Combining the techniques of SBRT with proton therapy as an emerging novel technique is believed to further boost the gain of local control and minimize toxicity.6 Sio et al7 provided a systematic quantitative comparison between photon stereotactic body radiation therapy (SBRT) and proton stereotactic body proton therapy (SBPT), and the results suggest comparable organs at risk (OAR) sparing in the high-dose region and improved dosimetric sparing for low- and medium-dose regions.

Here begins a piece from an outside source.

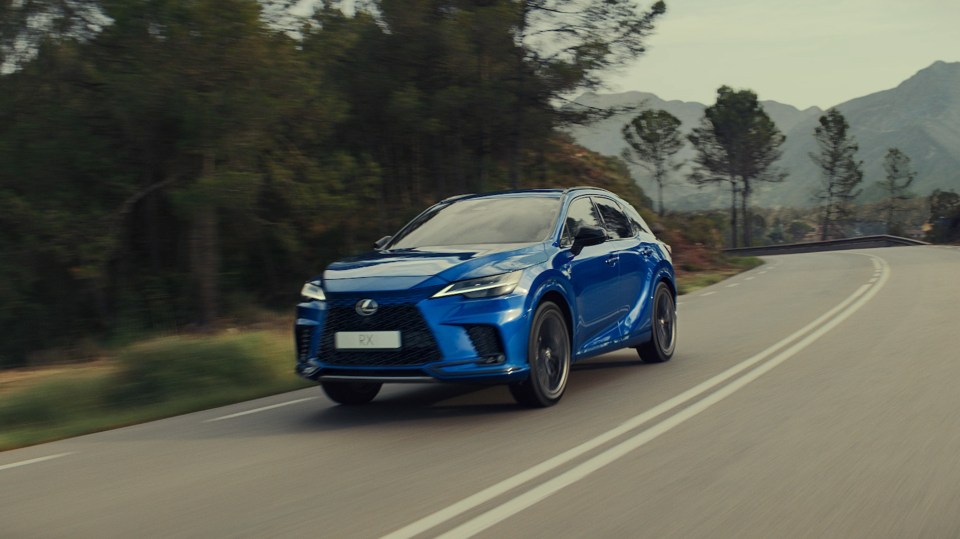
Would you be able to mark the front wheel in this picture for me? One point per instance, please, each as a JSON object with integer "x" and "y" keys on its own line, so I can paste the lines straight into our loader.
{"x": 663, "y": 338}
{"x": 351, "y": 393}
{"x": 548, "y": 354}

To accurately deliver the prescribed proton dose to the target, one must incorporate setup and range uncertainties. Owing to the inherent uncertainty of conversion of computed tomography (CT) image to stopping power, a range uncertainty of 3.5% is often considered in treatment planning.8, 9, 10 For instance, for margin-based treatment planning, a target volume used for optimization target volumes (OTV) iscreated from expansion from clinical target volume or gross tumor volumes (GTVs) . Sio et al7 compared the plan quality of 3 mm, 5 mm, and 7 mm expansions for SBPT in pancreatic cancer. Thompson et al3 used the expansion of 5 mm as photon therapy to produce OTV for proton pencil beam scanning (PBS). A beam-specific margins tehcnique is proposed to account for proton beam range uncertainties explicitly for by Park et al.11 They tested this technique on prostate cases to demonstrate its superiority to the geometric margin used by Thompson et al3 and Sio et al7 for target coverage. However, the efficacy and robustness of this method on the abdominal case remain to be investigated.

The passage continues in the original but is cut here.